Distributed locking within elasticsearch


(Steff) #1

Hi

Does elasticsearch nodes have some kind of distributed locking framework
running, so that they can take locks to prevent other processes
(potentially on other nodes) from getting that same lock, and therefore
preventing them from doing "interfereing" stuff at the same time? E.g.
something based on Hadoop ZooKeeper or HazelCast.

If yes, is the locking primitives somehow exposed so that I as a
elasticsearch user can use this same distributed locking framework? I
dont want to interfere with the potential locking done by elasticsearch
itself, but simply use the same distributed locking framework for my own
stuff (taking locks with key-names that elasticsearch does not use
itself), so that I do not have to setup my own distributed locking
framework.

Else I guess I could implement my own primitive distributed locking
framework based on the "unique constraint" feature of type/_id
(http://groups.google.com/group/elasticsearch/browse_thread/thread/51aeb1a9665d1f73)

  • like this:
    boolean getLock(String key) {
    <try to create/index a new document of type "locking" with _id=key
    and op_type=create. Return false if and only if creating/indexing the
    new document failed - probably because it already exists>
    }
    void releaseLock(String key) {
    <delete the document of type "locking" with _id=key. Only do this if
    you have previously successfully called getLock with the same key, of
    course>
    }
    Any comments on this?

Regards, Per Steffensen


(Karussell) #2

why not use the version + optimistic locking? what is your usecase?

On 20 Sep., 14:45, Per Steffensen st...@designware.dk wrote:

Hi

Does elasticsearch nodes have some kind of distributed locking framework
running, so that they can take locks to prevent other processes
(potentially on other nodes) from getting that same lock, and therefore
preventing them from doing "interfereing" stuff at the same time? E.g.
something based on Hadoop ZooKeeper or HazelCast.

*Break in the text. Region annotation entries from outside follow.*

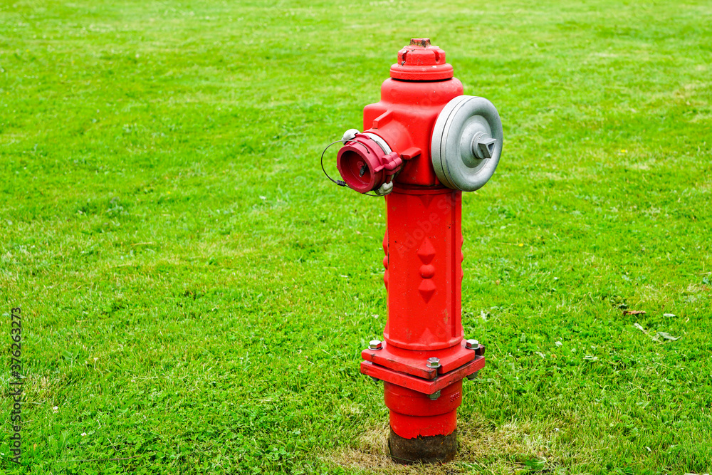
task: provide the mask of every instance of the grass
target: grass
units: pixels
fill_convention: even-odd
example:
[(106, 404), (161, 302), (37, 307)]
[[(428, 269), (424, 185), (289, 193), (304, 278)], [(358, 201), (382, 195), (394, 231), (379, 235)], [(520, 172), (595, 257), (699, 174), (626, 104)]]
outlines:
[[(4, 2), (0, 331), (21, 306), (26, 399), (18, 467), (4, 365), (0, 471), (712, 471), (711, 15)], [(464, 198), (463, 320), (488, 365), (457, 460), (408, 469), (358, 371), (384, 323), (383, 204), (318, 158), (421, 36), (506, 142)]]

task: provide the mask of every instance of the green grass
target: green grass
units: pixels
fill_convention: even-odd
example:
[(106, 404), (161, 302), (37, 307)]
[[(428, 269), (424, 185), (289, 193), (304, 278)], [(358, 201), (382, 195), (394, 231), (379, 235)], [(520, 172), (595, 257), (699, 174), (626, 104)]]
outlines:
[(382, 200), (318, 160), (421, 36), (506, 137), (464, 198), (488, 365), (427, 470), (712, 471), (712, 6), (541, 3), (3, 2), (0, 471), (426, 470), (358, 370)]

If yes, is the locking primitives somehow exposed so that I as a
elasticsearch user can use this same distributed locking framework? I
dont want to interfere with the potential locking done by elasticsearch
itself, but simply use the same distributed locking framework for my own
stuff (taking locks with key-names that elasticsearch does not use
itself), so that I do not have to setup my own distributed locking
framework.

Else I guess I could implement my own primitive distributed locking
framework based on the "unique constraint" feature of type/_id
(http://groups.google.com/group/elasticsearch/browse_thread/thread/51a...)

  • like this:
    boolean getLock(String key) {
    <try to create/index a new document of type "locking" with _id=key
    and op_type=create. Return false if and only if creating/indexing the
    new document failed - probably because it already exists>}

void releaseLock(String key) {
<delete the document of type "locking" with _id=key. Only do this if
you have previously successfully called getLock with the same key, of
course>}

Any comments on this?

Regards, Per Steffensen


(Shay Banon) #3

There is no global locking mechanism in elasticseearch, since there isn't a
need for one. Cluster level changes (create an index, move shards around,
delete an index and so on) always go through the master of the cluster, and
shard level changes (index a document) only need "node" level concurrency
handling.

The code you posted should work to simulate a lock in elasticsearch, not
sure though if elasticsearch is the best component to do global locks for...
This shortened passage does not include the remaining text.